Cumhurbaşkanı tarafından SSK ve Bağ-Kur emeklileri yönünden alt sınır aylığının 5 bin 500 TL’den 7 bin 500 TL’ye yükseltileceği açıklandı. Ülkemizde halen net asgari ücret 8 bin 500 TL, açlık sınırı ise 9 bin 425 TL.

Alt sınır aylığı diğer bir ifadeyle, en düşük emekli maaşı uygulaması sosyal güvenlik sistemlerinde; aylıkların belirli bir miktarın altına düşmesini önlemek ve asgari geçim düzeyini korumak için yapılan bir uygulamadır.
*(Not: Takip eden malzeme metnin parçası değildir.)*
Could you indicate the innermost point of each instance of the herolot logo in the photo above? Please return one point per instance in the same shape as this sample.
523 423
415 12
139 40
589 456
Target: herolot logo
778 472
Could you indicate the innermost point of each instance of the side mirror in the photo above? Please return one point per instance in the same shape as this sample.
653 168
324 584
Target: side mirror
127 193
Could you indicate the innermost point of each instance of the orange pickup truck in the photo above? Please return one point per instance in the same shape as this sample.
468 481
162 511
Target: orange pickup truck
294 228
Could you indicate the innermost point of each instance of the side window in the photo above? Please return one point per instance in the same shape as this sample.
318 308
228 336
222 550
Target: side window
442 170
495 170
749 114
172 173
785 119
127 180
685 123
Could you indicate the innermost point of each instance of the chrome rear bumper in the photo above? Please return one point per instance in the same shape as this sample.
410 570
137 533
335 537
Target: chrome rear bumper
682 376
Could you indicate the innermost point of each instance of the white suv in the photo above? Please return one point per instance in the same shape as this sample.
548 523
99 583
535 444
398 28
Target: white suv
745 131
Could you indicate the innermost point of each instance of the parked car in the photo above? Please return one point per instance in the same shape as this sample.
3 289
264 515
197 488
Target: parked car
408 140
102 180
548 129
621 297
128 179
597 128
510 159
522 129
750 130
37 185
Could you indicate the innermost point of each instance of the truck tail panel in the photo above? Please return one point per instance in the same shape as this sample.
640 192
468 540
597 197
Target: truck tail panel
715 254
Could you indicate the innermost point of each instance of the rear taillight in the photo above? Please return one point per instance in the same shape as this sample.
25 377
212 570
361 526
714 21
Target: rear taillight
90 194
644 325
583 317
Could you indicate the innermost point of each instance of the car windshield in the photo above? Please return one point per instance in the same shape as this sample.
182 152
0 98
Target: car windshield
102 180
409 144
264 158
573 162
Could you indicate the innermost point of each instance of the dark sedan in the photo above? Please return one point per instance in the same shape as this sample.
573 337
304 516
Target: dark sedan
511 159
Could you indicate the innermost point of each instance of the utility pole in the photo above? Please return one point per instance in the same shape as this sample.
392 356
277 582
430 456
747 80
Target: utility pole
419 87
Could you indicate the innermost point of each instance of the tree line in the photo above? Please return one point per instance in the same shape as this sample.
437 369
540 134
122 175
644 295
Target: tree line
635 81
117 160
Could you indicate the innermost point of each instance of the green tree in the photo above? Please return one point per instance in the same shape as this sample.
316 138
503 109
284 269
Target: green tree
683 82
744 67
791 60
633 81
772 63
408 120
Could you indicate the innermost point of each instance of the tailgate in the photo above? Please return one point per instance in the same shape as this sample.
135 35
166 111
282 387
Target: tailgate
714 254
Alt sınır aylığı, emekli aylıklarının yeniden hesaplanması veya emekli aylıklarında yapılan bir artış olmayıp,  aylıkların ödenmek üzere bankaya gönderilmesinde, emeklinin gerçek aylığı (yani prim ödeme gün sayısı ve prime esas kazançları dikkate alınarak hesaplanan aylığı) ile mukayese edilen bir aylıktır.  Yapılan mukayesede emeklinin gerçek aylığı alt sınır aylığının altında ise, ödeme alt sınır aylığı üzerinden yapılır. Yani alt sınır aylığında yapılan bir artış, emeklilerin gerçek aylıklarında yapılan bir artış anlamına gelmez. Örneklendirecek olursak, emeklinin sistemdeki gerçek  aylığı ek ödeme dahil 6 bin 200 TL ise, alt sınır aylığı 7 bin 500 TL olarak belirlendiğinden, emeklinin aylığı Sosyal Güvenlik Kurumu (SGK)  tarafından bankaya gönderilirken; 6 bin 200 TL ile 7 bin 500 TL mukayese edilir ve alt sınır aylığı olan 7 bin 500 TL daha yüksek olduğu için emekliye bu miktar ödenir. Aradaki fark, SGK tarafından Hazineden alınır. Diyelim bir sonraki  emekli aylık artışlarında, sigortalının aylığı 6 bin 200 TL’den 7 bin 200 TL’ye yükseldiğinde, yine mukayese işlemi yapılır ve emeklinin aylığı bankaya 7 bin 500 TL olarak gönderilir. Bu durum, sigortalının gerçek aylığı 7 bin 500 TL’nin üstüne çıkana kadar devam eder. Aylık artışları sigortalının gerçek aylıklarına uygulanır. Alt sınır aylıklarına uygulanmaz. 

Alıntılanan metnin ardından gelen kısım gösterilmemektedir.